When Ralph Marsden died in the 1937 disaster he left behind his wife and two daughters, Peggy aged 12 and June just 3 months old. 

On that fateful day, Thursday, 21st January, Ralph should not have been on that shift but had swapped with his friend.

Peggy remembered every bit of that day for the rest of her life and recalled it in the following story, which she wrote as if aged 12 years old again , when she was 93. 

Peggy wrote it for a special service “Remembering the Markham Pit Disasters” which was held  at Duckmanton Methodist Church on Thursday, 10th May, 2018. 

Peggy died in January, 2022 aged 97 years. 


Listen to a recording of Peggy Burrow’s story here – her words spoken by Faye Turtle a young actress from Buxton Youth Theatre and introduced by Kerry Allsop.


Read a transcript of Peggy’s account below.


Peggy Burrow’s (Nee Marsden’s) account of the pit disaster in January 1937

I was up at the shop when the Markham pit sirens began to ring. We were all aware in those days that this was a sign of accidents in the mines, so I ran home and threw the shopping on the table and told my Mum that I was going down the pit. 

I went down to Markham pit number 2 and stayed there all day as I knew my Dad was working down there that day. There were many more people gathered there waiting to see what had happened. 
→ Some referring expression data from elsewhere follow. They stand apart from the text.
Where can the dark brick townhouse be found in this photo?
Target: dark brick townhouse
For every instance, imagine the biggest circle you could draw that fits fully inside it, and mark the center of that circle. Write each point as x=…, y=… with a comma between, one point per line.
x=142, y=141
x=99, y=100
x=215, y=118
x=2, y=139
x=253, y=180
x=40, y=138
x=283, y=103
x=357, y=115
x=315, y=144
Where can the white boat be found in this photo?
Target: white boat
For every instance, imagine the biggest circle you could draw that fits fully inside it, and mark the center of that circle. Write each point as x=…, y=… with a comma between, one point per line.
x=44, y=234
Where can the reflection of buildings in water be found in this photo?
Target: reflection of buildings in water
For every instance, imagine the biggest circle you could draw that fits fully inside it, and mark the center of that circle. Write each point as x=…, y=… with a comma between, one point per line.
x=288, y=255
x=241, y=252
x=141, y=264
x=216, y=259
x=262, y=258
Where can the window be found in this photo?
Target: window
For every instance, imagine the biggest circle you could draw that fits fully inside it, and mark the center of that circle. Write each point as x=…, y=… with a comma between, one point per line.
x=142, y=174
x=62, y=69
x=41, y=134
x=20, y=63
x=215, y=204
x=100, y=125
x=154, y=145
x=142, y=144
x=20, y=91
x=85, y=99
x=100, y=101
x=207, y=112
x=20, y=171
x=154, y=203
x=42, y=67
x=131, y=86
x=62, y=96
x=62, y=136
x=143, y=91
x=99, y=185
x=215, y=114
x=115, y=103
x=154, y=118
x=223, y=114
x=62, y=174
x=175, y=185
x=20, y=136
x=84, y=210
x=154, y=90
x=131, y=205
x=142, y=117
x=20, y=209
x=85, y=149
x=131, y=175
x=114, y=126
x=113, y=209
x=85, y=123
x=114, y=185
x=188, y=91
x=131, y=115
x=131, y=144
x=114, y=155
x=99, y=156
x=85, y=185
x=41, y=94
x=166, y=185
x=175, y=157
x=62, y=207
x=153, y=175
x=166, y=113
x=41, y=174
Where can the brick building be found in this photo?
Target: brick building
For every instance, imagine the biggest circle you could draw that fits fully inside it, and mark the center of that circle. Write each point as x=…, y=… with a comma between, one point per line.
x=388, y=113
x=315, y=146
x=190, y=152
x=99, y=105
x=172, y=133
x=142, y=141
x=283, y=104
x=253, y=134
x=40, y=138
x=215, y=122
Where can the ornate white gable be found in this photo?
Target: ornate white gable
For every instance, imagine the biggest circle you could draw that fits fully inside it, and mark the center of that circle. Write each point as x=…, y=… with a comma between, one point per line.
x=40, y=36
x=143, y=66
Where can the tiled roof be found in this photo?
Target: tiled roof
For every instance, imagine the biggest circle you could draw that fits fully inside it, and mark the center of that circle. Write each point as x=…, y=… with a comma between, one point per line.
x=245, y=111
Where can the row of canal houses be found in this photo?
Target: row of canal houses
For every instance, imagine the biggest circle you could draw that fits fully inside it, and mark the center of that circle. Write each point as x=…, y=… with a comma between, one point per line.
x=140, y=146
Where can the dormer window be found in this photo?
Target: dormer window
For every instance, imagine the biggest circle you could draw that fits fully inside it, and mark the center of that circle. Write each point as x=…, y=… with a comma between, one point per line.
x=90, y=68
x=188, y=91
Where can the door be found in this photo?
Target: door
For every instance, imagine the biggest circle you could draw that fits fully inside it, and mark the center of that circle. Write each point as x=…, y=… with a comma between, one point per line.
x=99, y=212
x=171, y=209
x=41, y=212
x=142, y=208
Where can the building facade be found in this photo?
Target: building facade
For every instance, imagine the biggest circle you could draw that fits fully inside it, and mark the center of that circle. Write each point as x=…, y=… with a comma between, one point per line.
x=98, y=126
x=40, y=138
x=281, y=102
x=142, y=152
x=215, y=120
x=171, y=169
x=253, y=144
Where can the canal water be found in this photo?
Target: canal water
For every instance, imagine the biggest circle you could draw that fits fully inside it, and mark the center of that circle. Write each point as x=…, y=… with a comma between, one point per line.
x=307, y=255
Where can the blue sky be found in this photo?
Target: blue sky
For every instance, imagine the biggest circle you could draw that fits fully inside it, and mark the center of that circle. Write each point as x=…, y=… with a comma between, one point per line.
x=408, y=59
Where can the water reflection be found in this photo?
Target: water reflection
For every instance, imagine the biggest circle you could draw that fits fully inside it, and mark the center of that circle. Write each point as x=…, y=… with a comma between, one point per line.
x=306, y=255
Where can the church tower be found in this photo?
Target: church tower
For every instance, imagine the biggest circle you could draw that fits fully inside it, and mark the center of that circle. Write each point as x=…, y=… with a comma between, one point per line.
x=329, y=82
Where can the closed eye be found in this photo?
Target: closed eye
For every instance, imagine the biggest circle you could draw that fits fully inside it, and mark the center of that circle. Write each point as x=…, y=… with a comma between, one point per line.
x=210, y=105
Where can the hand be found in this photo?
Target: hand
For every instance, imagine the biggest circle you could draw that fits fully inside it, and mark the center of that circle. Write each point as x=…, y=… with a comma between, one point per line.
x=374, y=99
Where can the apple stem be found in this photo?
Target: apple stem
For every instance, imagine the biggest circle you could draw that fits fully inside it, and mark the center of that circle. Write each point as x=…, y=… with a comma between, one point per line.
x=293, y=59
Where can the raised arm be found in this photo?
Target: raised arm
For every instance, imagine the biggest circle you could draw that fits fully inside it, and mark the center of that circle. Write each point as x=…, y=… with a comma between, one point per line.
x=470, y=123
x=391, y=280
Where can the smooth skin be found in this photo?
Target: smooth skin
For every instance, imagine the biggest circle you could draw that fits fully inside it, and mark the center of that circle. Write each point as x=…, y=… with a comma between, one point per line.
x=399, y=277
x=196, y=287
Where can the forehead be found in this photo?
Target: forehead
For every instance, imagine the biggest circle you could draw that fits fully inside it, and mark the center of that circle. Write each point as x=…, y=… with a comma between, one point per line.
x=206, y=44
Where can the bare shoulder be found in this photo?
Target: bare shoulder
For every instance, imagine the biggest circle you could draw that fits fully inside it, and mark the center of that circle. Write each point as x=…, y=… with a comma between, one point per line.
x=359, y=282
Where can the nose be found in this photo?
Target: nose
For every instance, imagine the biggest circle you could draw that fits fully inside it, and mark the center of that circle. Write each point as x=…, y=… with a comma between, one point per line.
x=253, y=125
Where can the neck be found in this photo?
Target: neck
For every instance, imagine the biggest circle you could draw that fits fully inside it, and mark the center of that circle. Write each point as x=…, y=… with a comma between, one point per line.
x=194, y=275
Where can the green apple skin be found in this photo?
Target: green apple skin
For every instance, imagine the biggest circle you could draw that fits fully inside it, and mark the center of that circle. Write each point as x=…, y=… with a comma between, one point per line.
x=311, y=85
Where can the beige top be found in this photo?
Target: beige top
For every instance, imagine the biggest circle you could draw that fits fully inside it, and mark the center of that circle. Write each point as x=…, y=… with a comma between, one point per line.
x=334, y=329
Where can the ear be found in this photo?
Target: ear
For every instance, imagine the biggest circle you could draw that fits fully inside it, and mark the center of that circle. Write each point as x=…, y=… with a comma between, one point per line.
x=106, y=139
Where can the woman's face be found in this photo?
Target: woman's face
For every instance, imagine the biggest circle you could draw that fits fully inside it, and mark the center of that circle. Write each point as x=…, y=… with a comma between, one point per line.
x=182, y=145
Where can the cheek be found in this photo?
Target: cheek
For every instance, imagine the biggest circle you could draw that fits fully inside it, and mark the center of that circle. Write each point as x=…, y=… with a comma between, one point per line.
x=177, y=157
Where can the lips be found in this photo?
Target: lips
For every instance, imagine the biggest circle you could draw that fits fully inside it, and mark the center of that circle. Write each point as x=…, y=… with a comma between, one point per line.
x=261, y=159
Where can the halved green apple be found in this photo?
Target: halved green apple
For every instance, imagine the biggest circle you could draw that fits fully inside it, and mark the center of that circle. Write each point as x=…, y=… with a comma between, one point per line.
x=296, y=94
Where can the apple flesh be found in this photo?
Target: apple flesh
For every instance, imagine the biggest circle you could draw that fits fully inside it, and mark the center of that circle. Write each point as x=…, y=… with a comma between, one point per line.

We were all waiting, what seemed like an eternity before the injured men started to be brought out and there were ambulances waiting to take these injured men to hospital. 

It was around 6pm at night when a local policeman tapped me on the shoulder and said my Mum wanted me to go home. When I got home the police had already told my Mum that my dad had been injured and was in hospital. 

Mum asked my Auntie Jessie to look after me and my sister June while she went to the hospital. 

My Mum was at the hospital for a long time and she had to come home to find someone else to look after me and my sister. I wanted to go back with mum to see my Dad, however my Dad asked my Mum not to take me because he was too badly injured. 

Whilst Mum was at home my Dad died.

There were many sad things about my Dad’s death, he should not have been there as he swapped shifts with a friend. That friend died the following year in the 1938 pit disaster. 

My Mum got up with him that morning and that was unusual as she would not normally get up with him that early. 

I saw my Dad being brought out as he was the first to be brought out, but at the time I didn’t know it was him. 

I was 12 years old when the disaster happened, however I can remember it like it was yesterday. 

I am now 93 and the upset and pain from that day is still fresh in my mind.